1 August 2019, Rome – Global food commodity prices saw a slight decline in July, led by lower prices for some cereals, dairy and sugar, more than offsetting firmer prices for meat and oils.
The FAO’s Food Price Index (FPI) – a trade-weighted index that measures prices of five major food commodities on international markets – averaged 170.9 points in July 2019, slipping 1.1 percent below its level in June but up 2.3 percent from a year earlier.
The FAO Cereal Price Index dropped by 2.7 percent from June but is 4.1 percent above its level in July last year. The overall decline was mainly driven by a slide in wheat and maize prices, reflecting, among others, ample export supplies. By contrast, the rice index marked its fifth successive month of stability amid generally quiet market activity.
The FAO Vegetable Oil Price Index rose by 0.8 percent in July led by firmer soy and sunflower oil prices that balanced out a further drop in palm oil values. The decline of the latter was largely driven by continued seasonal surge in crop production in Southeast Asia combined with sluggish global import demand.

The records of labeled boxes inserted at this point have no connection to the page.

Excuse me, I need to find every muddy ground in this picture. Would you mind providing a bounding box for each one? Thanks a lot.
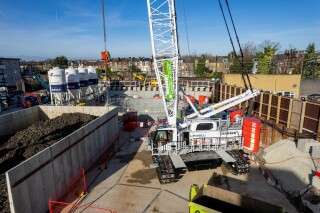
[0,113,97,212]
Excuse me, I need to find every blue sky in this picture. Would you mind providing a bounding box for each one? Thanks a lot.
[0,0,320,59]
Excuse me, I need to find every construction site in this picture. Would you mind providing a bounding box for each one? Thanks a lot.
[0,0,320,213]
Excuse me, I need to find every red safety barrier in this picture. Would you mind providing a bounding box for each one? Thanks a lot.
[48,199,117,213]
[242,117,261,152]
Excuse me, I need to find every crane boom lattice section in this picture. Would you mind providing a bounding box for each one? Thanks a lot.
[147,0,179,127]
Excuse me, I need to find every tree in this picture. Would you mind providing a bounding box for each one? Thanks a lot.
[256,40,280,74]
[52,55,68,67]
[129,64,142,73]
[195,55,209,76]
[302,43,320,79]
[228,42,257,73]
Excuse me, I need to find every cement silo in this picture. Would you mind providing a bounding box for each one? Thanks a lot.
[88,66,99,95]
[48,67,67,105]
[78,67,89,96]
[65,67,80,105]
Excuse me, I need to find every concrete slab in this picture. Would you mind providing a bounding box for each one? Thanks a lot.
[69,133,297,212]
[297,139,320,153]
[145,190,189,212]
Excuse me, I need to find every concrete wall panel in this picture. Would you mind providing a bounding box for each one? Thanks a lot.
[70,144,80,174]
[7,175,32,213]
[83,131,93,166]
[38,148,56,205]
[76,128,88,166]
[50,143,65,190]
[24,155,47,213]
[59,136,73,183]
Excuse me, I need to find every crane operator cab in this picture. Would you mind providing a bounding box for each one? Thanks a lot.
[150,128,176,151]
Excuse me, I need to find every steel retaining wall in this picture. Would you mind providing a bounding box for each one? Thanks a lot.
[6,106,119,212]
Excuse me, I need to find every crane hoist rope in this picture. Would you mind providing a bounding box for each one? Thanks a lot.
[218,0,253,92]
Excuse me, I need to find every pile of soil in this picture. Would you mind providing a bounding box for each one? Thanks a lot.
[0,113,97,212]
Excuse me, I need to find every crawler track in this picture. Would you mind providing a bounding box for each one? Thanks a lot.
[222,149,250,175]
[154,155,176,184]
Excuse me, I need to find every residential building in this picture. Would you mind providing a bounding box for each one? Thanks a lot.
[0,58,21,91]
[272,50,304,74]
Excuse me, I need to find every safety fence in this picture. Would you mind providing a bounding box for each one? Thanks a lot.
[214,84,320,141]
[48,120,152,213]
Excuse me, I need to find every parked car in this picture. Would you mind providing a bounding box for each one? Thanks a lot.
[1,95,14,106]
[307,94,320,103]
[153,94,162,98]
[0,100,9,110]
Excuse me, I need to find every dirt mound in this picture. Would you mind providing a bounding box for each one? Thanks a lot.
[0,113,97,212]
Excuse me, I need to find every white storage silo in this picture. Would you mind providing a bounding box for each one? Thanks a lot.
[65,67,80,101]
[88,66,99,94]
[48,67,67,105]
[78,67,89,95]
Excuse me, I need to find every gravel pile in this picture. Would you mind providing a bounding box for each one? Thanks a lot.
[0,113,97,212]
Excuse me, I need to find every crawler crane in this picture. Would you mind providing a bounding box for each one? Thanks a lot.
[147,0,259,183]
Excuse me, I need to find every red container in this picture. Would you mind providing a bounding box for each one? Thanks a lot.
[183,95,194,103]
[122,112,137,132]
[229,109,242,122]
[199,95,208,104]
[242,117,261,152]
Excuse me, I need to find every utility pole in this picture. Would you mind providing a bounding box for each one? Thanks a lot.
[102,0,109,111]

The FAO Meat Price Index posted a 0.6 percent increase from its slightly revised value for June, marking its sixth month-on-month price increase.

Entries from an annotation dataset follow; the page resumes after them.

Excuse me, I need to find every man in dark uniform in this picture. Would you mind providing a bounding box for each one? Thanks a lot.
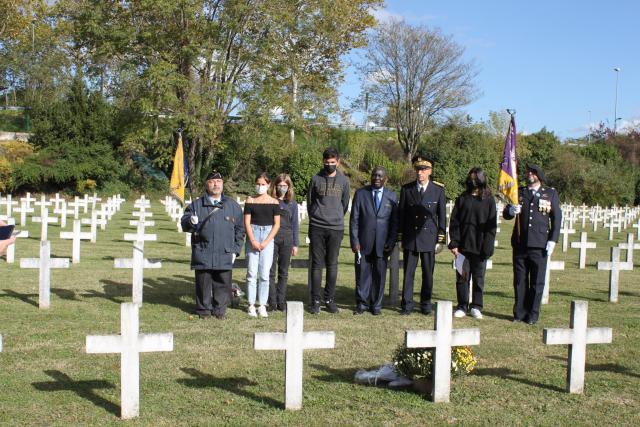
[180,171,244,319]
[398,156,446,315]
[503,164,562,325]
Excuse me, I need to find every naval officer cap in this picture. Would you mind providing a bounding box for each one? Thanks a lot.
[207,170,222,181]
[411,156,433,169]
[527,163,547,181]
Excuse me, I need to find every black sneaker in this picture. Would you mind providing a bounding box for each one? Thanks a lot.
[325,300,339,314]
[309,301,320,314]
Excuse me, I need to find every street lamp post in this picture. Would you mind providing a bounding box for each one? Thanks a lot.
[613,67,620,135]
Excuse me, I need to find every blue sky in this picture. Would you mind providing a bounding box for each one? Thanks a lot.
[341,0,640,139]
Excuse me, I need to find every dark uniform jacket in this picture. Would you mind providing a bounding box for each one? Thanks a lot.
[502,186,562,249]
[398,181,446,252]
[349,185,398,257]
[180,194,244,270]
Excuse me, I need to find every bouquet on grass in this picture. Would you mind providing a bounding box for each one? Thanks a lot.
[393,344,478,381]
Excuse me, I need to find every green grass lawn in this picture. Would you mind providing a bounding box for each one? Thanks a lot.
[0,201,640,426]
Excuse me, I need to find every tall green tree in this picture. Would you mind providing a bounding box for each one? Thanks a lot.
[362,20,477,160]
[250,0,382,143]
[13,74,125,191]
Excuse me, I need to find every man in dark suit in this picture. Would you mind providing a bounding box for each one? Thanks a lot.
[349,166,398,316]
[398,156,446,315]
[502,164,562,325]
[180,171,245,319]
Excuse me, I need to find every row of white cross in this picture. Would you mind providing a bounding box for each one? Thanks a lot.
[0,301,613,419]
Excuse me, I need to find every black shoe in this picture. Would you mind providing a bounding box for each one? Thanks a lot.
[309,302,320,314]
[325,300,339,314]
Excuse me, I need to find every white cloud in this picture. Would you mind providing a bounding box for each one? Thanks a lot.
[371,9,405,23]
[371,8,438,23]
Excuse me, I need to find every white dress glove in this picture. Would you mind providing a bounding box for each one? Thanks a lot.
[509,205,522,216]
[545,240,556,256]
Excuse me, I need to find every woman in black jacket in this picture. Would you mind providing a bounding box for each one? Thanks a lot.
[449,167,496,319]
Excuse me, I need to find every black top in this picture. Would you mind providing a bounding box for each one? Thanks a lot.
[449,193,497,258]
[244,203,280,225]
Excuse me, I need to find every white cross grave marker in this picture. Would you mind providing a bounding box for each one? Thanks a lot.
[540,255,564,304]
[598,248,632,302]
[618,233,640,270]
[405,301,480,402]
[7,218,29,264]
[31,207,58,242]
[542,301,613,394]
[560,223,576,252]
[113,241,162,305]
[20,240,69,308]
[86,303,173,419]
[571,231,597,269]
[60,219,92,264]
[633,217,640,240]
[14,199,33,227]
[82,210,107,243]
[253,301,336,410]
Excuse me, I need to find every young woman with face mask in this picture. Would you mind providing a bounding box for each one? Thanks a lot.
[449,167,497,319]
[269,173,300,311]
[244,173,280,317]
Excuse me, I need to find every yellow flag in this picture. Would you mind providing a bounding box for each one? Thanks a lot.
[169,133,184,203]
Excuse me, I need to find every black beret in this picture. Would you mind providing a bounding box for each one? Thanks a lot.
[207,171,222,181]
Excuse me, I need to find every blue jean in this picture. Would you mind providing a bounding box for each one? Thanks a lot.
[245,224,273,305]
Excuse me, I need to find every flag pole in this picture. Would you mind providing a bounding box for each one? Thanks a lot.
[507,108,522,243]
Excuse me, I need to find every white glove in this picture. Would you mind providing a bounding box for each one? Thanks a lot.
[509,205,522,216]
[545,240,556,256]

Ovine and bovine meat prices rose further in July, boosted by robust import demand from Asia and weakening supplies from Oceania due to a seasonal decline. On the other hand, prices for pigmeat dropped slightly after four months of continued increases, reflecting larger export availabilities from Brazil and the United States.
The FAO Dairy Price Index declined by 2.9 percent from June, representing the second consecutive monthly drop, led by a decline in butter quotations followed by cheese and whole milk powder.
The FAO Sugar Price Index declined by 0.6 percent from June 2019, mainly driven by expectations of higher sugarcane yields in India, the world’s largest sugar producer. The decline in world prices was partially contained by a strengthening of the Brazilian Real against the US Dollar, a move that tends to restrain exports from Brazil, the world’s largest sugar exporter.